Dank den engagierten Frauen des Ornithologie-Grundkurses wurden wir auf die frisch geschlüpften Graureiher-Babys mitten in Regensdorf aufmerksam. Denn mal ehrlich:
Wir wären an diesen hohen Bäumen vorbeigefahren, ohne je zu ahnen, dass da oben gerade ein kleines Wunder geschieht.
Wobei... wer die Ohren offen hält, die Kinderstube kaum verpassen kann. Die Graureiher-Kolonie ist während der Fütterungszeit alles andere als leise.
In Regensdorf gibt es ein kleines Wäldchen mit ein paar hohen Bäumen, wo schon seit vielen Jahren jedes Jahr eine Graureiher-Kolonie zurückkommt und ihre Jungen aufzieht. In jedem Nest schlüpfen zwischen 3 und 5 Babys aus hellblau-grünen Eiern.
Neben den Nestern hält ein weiterer Graureiher (früher auch Fischreiher genannt) Ausschau. Da Weibchen und Männchen gleich aussehen, lässt sich für das ungeschulte Auge nicht sagen, ob ein Elternteil Wache schiebt oder ob vielleicht sogar ein Jungtier, das im ersten Jahr noch nicht geschlechtsreif ist, auf die Babys aufpasst, während die Eltern Futter besorgen.
Beide Elternteile übernehmen das Brüten und das Füttern der Jungen abwechselnd. Es ist harte Arbeit. Sie fliegen mehrere Kilometer, um kleine Fische, Frösche, Insekten oder andere Kleintiere zu besorgen. Die Graureiher, die in Regensdorf brüten, fliegen dafür vermutlich zum Katzensee. Zwischendurch gönnen sie sich eine wohlverdiente Pause.
Zweimal beobachten wir die Graureiher-Nester während mehr als einer Stunde. Die Eltern kommen und gehen und wechseln sich ab.
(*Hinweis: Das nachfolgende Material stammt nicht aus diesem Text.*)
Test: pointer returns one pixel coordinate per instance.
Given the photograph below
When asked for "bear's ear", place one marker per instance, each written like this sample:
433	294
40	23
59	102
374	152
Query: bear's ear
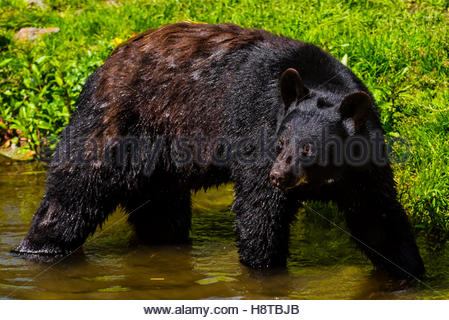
292	87
355	107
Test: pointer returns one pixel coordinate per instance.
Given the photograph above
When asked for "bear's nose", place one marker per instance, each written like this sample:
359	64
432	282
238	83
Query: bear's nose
276	177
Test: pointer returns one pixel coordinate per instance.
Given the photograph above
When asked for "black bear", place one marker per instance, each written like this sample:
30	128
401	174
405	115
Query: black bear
189	106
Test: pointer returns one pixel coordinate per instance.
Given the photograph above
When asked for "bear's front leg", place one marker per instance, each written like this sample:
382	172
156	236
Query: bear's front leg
263	215
76	201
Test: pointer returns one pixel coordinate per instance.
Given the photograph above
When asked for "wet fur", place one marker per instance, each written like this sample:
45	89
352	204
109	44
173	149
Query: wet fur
215	80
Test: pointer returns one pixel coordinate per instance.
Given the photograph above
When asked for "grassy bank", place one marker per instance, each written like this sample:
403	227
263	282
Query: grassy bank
399	48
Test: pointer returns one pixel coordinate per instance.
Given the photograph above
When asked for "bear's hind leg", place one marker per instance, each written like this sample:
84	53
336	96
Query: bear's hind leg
161	217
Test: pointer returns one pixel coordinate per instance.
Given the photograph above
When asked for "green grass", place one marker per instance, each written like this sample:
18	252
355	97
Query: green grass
399	49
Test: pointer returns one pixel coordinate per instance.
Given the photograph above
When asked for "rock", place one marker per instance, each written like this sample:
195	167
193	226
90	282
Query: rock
31	34
12	152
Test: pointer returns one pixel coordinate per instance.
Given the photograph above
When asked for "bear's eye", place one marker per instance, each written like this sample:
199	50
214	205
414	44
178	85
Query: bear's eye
307	149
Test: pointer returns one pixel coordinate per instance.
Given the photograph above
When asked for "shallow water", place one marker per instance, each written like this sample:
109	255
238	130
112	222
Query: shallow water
324	264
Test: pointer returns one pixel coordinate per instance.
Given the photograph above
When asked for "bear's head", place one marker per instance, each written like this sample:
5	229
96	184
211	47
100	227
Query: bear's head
313	131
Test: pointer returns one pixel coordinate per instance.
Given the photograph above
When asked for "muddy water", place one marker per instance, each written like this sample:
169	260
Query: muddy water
324	264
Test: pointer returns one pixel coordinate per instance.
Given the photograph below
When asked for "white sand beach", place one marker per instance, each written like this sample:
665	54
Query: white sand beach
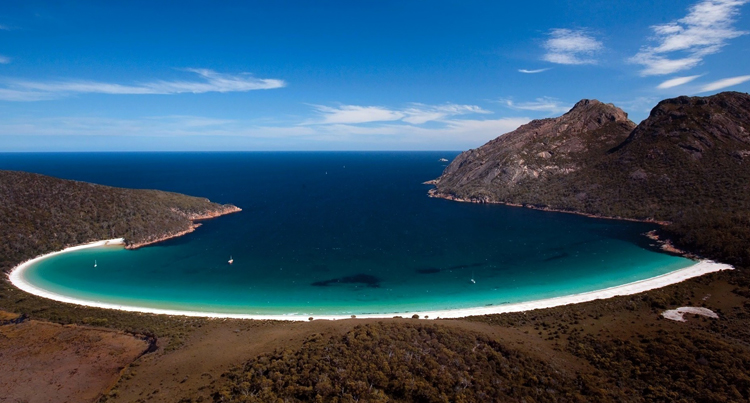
698	269
679	313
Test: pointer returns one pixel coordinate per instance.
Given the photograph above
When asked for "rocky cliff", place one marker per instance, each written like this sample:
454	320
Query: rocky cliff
40	214
535	152
687	163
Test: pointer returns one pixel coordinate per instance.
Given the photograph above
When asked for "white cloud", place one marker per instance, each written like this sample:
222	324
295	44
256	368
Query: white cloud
727	82
420	113
211	81
704	31
354	114
416	113
532	71
567	46
543	104
243	134
674	82
24	96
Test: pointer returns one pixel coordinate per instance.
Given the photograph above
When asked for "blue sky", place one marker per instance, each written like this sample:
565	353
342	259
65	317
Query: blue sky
355	75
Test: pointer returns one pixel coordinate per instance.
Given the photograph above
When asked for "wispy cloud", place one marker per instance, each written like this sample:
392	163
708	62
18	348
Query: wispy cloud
568	46
239	134
682	44
727	82
543	104
532	71
210	81
674	82
349	114
416	113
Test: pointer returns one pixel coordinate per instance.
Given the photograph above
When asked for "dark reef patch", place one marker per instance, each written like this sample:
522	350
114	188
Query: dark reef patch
558	256
365	279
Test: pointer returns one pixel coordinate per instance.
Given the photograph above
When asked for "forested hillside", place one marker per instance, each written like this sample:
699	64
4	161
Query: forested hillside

Typisch für Graureiher ist übrigens, dass sie beim Fliegen den Hals einziehen.
Als wir zum ersten Mal eines der Küken erblicken, stockt uns vor lauter «Jöh» der Atem. Da sitzen doch tatsächlich drei kleine Gonzos aus der Muppet Show. Oder wurde Gonzos Aussehen etwa von Graureiher-Jungtieren inspiriert?
Auf der Website der Vogelwarte Sempach und beim Kindernetz gibt es spannendes Wissen zu diesen Tieren. So brüten Graureiher nur einmal pro Jahr, und die Jungen sind nach rund 50 Tagen flugfähig. Mit 1,5 bis 2 kg sind sie trotz ihrer Grösse relativ leicht. Nach den Störchen sind sie die zweitgrössten einheimischen Vögel. Die Tiere werden 20 bis 30 Jahre alt.
Nicht nur die Küken sehen herzig aus, auch die Eltern. Die zwei schwarzen Schmuckfedern am Kopf stehen wie beim Haarstil eines Punks ab. Dazu haben Graureiher die besondere Fähigkeit, die Augen so zu drehen, dass sie wie wir geradeaus schauen können. Die meisten anderen Vögel müssen dafür den Kopf drehen.
Auch ein Rotmilan beobachtet die Graureiher-Kolonie mit viel Interesse. Was er wohl im Schilde führt?